What accounts for the success of India’s elections?
The Election Commission’s constitutional status is crucial, says Mr. Krishnamurthy. The commissioners are scrupulously independent, well paid, and can only be removed by impeachment. After poll dates are announced, the government is prohibited from making new policies; the commission can block or suspend such policies and other government initiatives if it believes they may influence voters. In April, the commission suspended a hike in natural gas prices scheduled to take effect April 1, even though the policy had been cleared last year.
However, what the commission cannot do is prevent crooks from being elected, Krishnamurthy notes. Indian legislatures are notorious for the number of members who face legal proceedings. The Association for Democratic Reforms, an independent Delhi-based campaign group, says that of the candidates competing in today's first round, 9 percent face criminal cases, based on their own affidavits. Roughly 30 percent of sitting lawmakers also face criminal cases.
What makes this election different?
A number of novel factors are in play. A “youth bulge” in the population means a high proportion of first-time voters, though youth turnout tends to be low. Increasing urbanization makes the urban and semi-urban votes more important. Then there’s the new Aam Aadmi Party (AAP), which grew out of a grassroots anti-corruption movement and whose unexpected success in local polls in Delhi last December has inspired it to register candidates for 70 Lok Sabha seats across the country.

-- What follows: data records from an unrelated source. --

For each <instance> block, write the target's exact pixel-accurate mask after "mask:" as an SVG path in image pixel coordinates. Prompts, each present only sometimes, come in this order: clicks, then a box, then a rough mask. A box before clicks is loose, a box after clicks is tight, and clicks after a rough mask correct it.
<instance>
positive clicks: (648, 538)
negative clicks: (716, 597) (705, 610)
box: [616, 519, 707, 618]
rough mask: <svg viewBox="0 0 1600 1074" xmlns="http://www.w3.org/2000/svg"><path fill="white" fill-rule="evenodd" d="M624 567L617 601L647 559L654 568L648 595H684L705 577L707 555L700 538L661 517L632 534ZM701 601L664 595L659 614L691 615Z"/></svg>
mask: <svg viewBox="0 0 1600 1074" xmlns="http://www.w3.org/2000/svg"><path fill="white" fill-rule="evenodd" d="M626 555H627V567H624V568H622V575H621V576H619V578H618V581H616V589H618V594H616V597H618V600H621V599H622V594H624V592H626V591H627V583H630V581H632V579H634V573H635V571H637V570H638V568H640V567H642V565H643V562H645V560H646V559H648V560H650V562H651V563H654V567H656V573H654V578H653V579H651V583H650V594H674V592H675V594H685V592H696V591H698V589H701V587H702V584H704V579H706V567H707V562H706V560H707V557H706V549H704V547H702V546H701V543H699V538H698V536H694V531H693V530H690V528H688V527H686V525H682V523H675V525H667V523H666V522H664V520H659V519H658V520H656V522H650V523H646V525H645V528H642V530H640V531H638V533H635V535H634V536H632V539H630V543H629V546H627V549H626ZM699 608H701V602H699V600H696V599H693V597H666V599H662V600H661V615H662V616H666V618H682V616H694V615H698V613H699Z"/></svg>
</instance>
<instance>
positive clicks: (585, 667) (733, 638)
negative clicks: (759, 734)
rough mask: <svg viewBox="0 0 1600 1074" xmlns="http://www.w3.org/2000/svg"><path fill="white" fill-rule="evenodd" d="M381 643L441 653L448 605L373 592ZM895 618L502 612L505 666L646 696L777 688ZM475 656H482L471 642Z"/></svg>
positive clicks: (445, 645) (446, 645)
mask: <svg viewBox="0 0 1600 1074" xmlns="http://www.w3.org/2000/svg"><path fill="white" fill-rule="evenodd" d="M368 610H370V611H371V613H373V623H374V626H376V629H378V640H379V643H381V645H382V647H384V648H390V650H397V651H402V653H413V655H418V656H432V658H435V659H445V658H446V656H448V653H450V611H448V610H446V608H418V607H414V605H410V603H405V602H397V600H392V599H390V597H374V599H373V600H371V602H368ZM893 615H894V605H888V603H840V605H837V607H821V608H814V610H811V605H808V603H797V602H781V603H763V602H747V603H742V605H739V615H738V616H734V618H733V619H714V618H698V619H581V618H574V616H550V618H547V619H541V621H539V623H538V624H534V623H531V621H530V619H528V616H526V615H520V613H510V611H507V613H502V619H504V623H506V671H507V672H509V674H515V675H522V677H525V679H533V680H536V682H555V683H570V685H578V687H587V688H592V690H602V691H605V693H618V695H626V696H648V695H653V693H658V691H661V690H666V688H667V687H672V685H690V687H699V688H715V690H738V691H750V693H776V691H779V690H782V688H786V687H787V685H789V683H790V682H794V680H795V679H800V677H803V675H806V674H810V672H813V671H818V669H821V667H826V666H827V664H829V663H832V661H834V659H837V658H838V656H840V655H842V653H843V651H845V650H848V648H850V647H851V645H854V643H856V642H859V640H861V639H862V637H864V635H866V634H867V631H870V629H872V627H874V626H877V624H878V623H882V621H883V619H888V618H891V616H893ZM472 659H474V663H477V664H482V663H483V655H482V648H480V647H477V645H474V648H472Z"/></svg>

Analysts say the AAP will likely win only a handful of mostly urban seats. Still, it has played a big role in attracting new kinds of candidates into party politics. For the first time in years, educated professionals who usually disdain electoral politics are standing for the AAP. It has also played an important role in putting the anti-corruption and transparency campaign on the national agenda. Coincidentally, for the first time Indian voters will have the option to reject all candidates on the ballot: a new option is None of the Above.
Which way is the political wind blowing?
India’s complex electoral math and the difficulty of accurately polling more than 800 million voters makes it hard to call any election. But recent polls show that voters across the country are tilting toward the BJP and to Mr. Modi, a Hindu nationalist who styles himself as a decisive, economic policymaker with a rags-to-riches backstory. That tilt is being seen not only in urban areas and among upper Hindu castes that are traditional BJP strongholds but also, to a lesser extent, among lower castes and the rural poor. The latter usually favor Congress and regional or caste-based parties. Young voters appear to be lukewarm towards the Congress Party's reluctant leader Rahul Gandhi.
Indian pre-election polls have been proven wrong several times before. This election is different, say election experts. They argue that the past two elections were driven by local issues and candidates, and thus hard to poll. This year voters appear to be focused on national issues like economic growth, inflation, and corruption – pointing to the possibility of a rare split between local and national party preferences.
“As in more developed countries, things may be going beyond caste and community-identity politics to broader issues of development, at least to a small extent,” says Eswaran Sridharan, academic director of the University of Pennsylvania Institute for the Advanced Study of India in New Delhi. The AAP's rise is an example of this trend: it isn't aligned to any caste or community. “Broadly speaking, we might be seeing the very beginning of contests on national economic policy,” says Mr. Sridharan.